Он прошел по комнатам, через малый коридор до кухни.

Как в страшном сне: пусто, ни души. Гулко в пустой полой кубатуре звучащие шаги собственных сапог сначала оглушили его, но пропал и этот звук, все звуки, процеженные сквозь звон в ушах.

Он сел на пол.

Потом лег.

Он и сам не знал, сколько пролежал, а когда сел снова, увидел под собранной в угол горой лишенного цвета и формы чужеродного хлама маленькое фарфоровое полукружие.

Это была единственная деталь прошлого, знакомая ему: расписанная матушкой фарфоровая тарелка с двумя щенками, белым и черным.

Внизу, под лапами белого щенка, под левым воробьем, недоставало треугольного кусочка фарфора с секторной дугой края. Вверху, пытаясь поделить тарелку на два черепка, на две почти равные части, разделить щенков, шла трещина.

Он поискал под ветошью, лохмотьями, щепками треугольный черепок, но тот не находился.

Он посмотрел на прислоненный к стене портрет Баха. Да, сказал Иоганн Себастьян, я знаю, когда внезапно умерла моя любимая жена, было так же. И когда дети умирали в младенчестве, было так же, и не единожды, а ведь они были младенцы. Мы еще ни о чем с ними не говорили, не успевали, а всё равно было так же. Вставай, не надо здесь сидеть.

Тогда он встал и пошел прочь.

Стены несли следы былого: дырки от гвоздей разной величины (тут висели часы, тут фотографии, там пейзаж), прямоугольники обоев иного оттенка (тут стоял книжный шкаф, там платяной, здесь матушкин туалет с овальным зеркалом). В потолке чернел крюк от испарившейся лампы молочно-белого стекла на чугунных цепях.

Он закрыл дверь, положил ключ на лестничный подоконник.

Тетушка, старшая матушкина сестра, жила неподалеку, на другой стороне канала Грибоедова. Ему казалось, он шел целую вечность, иногда останавливался, иногда его качало.

Звонок забрякал, он не знал, кто откроет, откроет ли вообще.

Но открыла тетушка, вскричавшая:

— Живой! Живой!

Ей было неизвестно, когда точно умерли Любовь Клюзнер, бабушка и его брат.
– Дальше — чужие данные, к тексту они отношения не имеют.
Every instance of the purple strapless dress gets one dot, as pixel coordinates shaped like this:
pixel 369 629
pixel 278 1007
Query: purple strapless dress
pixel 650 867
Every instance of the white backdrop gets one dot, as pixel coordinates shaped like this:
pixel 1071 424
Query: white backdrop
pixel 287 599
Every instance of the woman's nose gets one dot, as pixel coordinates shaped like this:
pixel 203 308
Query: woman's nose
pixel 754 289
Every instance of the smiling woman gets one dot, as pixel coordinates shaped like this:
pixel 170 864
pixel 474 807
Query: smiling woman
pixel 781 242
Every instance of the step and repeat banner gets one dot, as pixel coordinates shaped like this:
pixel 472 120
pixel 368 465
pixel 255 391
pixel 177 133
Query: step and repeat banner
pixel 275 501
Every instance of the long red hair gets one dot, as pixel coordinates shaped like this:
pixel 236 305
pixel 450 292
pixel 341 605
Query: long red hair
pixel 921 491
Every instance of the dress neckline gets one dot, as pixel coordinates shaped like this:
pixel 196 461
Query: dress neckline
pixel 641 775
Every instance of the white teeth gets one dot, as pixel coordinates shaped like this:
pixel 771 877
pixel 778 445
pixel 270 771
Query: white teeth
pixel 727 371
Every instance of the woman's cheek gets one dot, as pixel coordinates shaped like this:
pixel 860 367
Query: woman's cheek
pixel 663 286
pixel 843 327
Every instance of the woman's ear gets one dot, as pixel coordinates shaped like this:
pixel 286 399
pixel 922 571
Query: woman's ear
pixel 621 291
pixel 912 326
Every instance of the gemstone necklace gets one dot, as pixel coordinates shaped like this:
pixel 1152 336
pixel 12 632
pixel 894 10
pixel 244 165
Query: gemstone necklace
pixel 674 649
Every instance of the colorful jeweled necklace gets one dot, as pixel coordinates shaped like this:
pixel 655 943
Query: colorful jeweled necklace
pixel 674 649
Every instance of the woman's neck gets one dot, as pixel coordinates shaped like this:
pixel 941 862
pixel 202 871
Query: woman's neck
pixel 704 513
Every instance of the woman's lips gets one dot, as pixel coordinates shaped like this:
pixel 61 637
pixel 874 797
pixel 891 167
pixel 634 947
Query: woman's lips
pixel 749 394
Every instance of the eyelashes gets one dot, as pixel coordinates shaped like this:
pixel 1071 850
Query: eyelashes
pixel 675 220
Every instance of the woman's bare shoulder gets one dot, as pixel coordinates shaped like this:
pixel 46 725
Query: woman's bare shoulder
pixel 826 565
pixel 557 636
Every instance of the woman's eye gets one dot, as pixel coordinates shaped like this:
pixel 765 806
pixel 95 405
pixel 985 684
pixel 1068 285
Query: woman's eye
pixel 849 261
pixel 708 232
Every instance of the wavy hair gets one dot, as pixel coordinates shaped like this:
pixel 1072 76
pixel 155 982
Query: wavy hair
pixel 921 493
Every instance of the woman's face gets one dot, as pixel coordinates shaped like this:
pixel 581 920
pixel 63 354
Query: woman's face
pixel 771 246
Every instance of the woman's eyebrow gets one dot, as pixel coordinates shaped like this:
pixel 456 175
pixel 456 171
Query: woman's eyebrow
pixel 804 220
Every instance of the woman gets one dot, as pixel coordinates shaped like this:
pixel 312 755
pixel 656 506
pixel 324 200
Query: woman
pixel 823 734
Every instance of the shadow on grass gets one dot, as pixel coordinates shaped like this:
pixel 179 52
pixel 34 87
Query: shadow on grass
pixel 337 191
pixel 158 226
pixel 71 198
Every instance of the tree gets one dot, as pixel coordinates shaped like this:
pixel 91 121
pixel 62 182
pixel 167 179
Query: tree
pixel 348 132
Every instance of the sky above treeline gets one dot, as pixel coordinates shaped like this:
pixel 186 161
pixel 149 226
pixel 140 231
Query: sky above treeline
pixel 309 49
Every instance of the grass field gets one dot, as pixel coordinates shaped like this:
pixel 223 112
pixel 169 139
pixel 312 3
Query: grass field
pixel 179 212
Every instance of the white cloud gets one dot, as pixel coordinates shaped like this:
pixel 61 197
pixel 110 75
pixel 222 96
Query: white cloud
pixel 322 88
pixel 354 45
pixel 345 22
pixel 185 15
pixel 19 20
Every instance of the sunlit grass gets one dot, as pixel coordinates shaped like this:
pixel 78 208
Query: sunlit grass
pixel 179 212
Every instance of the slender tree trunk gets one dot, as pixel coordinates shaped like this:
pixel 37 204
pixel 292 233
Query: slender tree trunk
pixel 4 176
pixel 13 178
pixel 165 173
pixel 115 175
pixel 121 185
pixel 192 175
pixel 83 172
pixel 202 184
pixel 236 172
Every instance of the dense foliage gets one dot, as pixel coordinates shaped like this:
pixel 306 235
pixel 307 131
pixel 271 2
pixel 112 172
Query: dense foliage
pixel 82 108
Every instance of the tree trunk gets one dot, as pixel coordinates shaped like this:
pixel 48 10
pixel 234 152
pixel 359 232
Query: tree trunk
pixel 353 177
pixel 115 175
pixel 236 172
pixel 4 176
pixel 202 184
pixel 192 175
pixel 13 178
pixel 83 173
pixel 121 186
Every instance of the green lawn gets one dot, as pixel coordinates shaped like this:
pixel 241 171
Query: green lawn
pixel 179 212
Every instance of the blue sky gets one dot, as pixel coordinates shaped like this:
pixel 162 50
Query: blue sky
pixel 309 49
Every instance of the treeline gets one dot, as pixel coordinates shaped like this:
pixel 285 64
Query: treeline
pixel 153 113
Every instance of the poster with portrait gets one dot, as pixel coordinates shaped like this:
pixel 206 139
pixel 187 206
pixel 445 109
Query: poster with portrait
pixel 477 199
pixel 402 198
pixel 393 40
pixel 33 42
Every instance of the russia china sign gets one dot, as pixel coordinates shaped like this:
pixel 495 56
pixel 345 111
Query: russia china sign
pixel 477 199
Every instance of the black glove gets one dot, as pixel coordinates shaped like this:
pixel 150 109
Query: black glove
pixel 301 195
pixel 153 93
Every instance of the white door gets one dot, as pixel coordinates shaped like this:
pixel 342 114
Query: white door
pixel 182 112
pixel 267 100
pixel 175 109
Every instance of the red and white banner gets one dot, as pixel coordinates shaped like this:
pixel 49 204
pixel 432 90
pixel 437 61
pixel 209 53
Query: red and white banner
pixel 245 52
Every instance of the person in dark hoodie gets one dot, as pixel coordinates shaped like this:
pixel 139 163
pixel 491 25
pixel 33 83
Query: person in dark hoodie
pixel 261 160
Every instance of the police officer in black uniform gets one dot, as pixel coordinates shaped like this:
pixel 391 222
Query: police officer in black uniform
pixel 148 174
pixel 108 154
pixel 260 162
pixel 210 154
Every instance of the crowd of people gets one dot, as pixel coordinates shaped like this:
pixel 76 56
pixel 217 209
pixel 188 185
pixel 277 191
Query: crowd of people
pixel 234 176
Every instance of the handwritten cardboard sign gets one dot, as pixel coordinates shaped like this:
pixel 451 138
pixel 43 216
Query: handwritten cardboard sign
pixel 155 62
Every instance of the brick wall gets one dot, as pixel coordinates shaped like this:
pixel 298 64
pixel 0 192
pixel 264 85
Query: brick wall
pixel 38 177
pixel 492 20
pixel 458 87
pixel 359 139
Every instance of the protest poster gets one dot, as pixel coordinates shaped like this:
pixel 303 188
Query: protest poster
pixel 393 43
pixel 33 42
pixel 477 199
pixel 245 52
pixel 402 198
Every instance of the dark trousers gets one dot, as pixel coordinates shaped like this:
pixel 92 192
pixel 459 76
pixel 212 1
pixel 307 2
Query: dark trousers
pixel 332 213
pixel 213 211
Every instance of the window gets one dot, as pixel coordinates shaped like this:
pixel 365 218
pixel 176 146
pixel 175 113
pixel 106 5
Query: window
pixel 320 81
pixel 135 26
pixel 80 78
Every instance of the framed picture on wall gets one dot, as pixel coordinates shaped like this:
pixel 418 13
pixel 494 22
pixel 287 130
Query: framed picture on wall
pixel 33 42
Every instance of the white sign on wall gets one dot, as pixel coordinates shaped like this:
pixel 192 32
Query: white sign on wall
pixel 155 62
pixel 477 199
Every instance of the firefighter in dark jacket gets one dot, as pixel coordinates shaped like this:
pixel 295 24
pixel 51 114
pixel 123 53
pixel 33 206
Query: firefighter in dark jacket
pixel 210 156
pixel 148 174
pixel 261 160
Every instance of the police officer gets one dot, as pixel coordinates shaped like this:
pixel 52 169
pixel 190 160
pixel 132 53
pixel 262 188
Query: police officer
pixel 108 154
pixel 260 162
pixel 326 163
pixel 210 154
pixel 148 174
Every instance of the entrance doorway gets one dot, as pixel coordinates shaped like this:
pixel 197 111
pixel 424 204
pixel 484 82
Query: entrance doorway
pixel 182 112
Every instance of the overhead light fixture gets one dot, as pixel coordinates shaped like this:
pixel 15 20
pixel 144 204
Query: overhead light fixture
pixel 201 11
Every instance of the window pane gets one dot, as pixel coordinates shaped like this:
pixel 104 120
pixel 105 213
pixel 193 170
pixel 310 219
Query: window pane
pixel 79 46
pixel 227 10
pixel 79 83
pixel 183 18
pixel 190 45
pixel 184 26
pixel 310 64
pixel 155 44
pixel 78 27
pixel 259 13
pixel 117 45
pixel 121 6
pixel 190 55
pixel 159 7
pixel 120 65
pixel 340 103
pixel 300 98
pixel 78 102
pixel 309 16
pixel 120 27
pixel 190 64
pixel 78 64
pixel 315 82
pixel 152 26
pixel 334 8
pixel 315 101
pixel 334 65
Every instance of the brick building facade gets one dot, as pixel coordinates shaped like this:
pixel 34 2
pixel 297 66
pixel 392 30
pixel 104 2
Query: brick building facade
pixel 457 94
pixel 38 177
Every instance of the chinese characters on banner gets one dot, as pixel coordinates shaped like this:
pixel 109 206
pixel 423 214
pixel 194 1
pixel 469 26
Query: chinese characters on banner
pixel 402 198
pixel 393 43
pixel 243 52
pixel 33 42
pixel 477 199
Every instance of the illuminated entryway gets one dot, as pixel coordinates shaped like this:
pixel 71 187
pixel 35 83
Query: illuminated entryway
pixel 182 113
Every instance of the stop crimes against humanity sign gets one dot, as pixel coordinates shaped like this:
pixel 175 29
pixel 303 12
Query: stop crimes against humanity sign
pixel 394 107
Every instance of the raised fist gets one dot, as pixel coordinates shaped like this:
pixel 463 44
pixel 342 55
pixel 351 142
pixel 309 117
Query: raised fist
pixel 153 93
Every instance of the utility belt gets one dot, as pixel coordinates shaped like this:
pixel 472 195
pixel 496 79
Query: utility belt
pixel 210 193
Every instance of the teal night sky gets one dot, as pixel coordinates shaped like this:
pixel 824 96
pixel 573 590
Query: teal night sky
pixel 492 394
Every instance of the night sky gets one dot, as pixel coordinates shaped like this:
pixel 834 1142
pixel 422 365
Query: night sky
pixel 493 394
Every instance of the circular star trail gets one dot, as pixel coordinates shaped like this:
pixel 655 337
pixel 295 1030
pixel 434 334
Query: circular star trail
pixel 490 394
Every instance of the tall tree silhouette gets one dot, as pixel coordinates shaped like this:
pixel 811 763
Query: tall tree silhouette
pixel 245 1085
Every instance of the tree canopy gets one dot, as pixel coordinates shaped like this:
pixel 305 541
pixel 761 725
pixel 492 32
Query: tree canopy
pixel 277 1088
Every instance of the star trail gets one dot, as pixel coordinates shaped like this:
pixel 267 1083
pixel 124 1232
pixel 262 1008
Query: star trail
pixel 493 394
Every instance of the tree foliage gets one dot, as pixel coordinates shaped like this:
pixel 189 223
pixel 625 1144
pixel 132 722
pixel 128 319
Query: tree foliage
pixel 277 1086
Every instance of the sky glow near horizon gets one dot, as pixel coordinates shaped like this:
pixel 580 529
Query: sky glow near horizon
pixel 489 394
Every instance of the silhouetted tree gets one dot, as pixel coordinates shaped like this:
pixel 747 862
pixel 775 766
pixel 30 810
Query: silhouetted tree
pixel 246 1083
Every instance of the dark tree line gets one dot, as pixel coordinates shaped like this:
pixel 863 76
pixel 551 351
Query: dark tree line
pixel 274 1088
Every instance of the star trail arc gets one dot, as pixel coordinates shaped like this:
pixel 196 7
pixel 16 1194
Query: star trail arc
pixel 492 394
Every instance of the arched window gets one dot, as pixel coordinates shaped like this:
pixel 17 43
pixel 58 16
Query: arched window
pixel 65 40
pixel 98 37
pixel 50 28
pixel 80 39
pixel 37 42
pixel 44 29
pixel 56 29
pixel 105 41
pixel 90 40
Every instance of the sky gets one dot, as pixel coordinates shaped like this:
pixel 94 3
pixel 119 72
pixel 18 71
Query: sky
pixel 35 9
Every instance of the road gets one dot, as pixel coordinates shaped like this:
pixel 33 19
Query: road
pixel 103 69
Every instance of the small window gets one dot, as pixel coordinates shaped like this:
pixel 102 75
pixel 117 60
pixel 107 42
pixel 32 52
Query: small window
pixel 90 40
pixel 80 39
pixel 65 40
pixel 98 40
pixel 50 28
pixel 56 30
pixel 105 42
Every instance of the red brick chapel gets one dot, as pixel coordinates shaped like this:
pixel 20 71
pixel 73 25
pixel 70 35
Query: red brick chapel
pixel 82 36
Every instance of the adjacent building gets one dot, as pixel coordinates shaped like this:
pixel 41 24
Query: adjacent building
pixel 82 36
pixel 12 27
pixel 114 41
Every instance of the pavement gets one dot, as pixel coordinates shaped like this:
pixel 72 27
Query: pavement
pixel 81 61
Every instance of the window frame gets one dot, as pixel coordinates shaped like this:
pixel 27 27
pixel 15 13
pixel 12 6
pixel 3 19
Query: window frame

Месяц самой страшной зимы провела она сама между жизнью и смертью, потом долго словно выбирала — остаться ли в живых; и всё дивилась, отчего это племянник с сестрою ее не навещают. Когда она добралась до их квартиры, их в живых уже не было.

Он не был уверен в том, что она рассказала ему всё, что знает. Она отвела ему угол комнаты, он повесил у окна портрет Баха и настенную тарелочку со щербинкой. С дивана, на котором тетушка ему постелила, он видел щенков, черного и белого, солому сарая или яслей, где оба они стояли, воробьев, плетень с рогожкою за белым щенком, прислоненную к стене лопату за черным.

Где похоронили мать, бабушку и брата, тетушка не знала. Позже, потом, бывал он и на Пискаревском кладбище, и в Парке Победы, превращенном архитектором Кирхоглани в парк-полигон пепла одного из главных крематориев блокадного Ленинграда. И ничто не подсказывало ему; где любимые существа покоятся на самом деле. И он, и тетушка остались в неведении относительно судьбы среднего брата, который не умер от голода и холода, но ушел в ополчение и был убит в одном из первых боев.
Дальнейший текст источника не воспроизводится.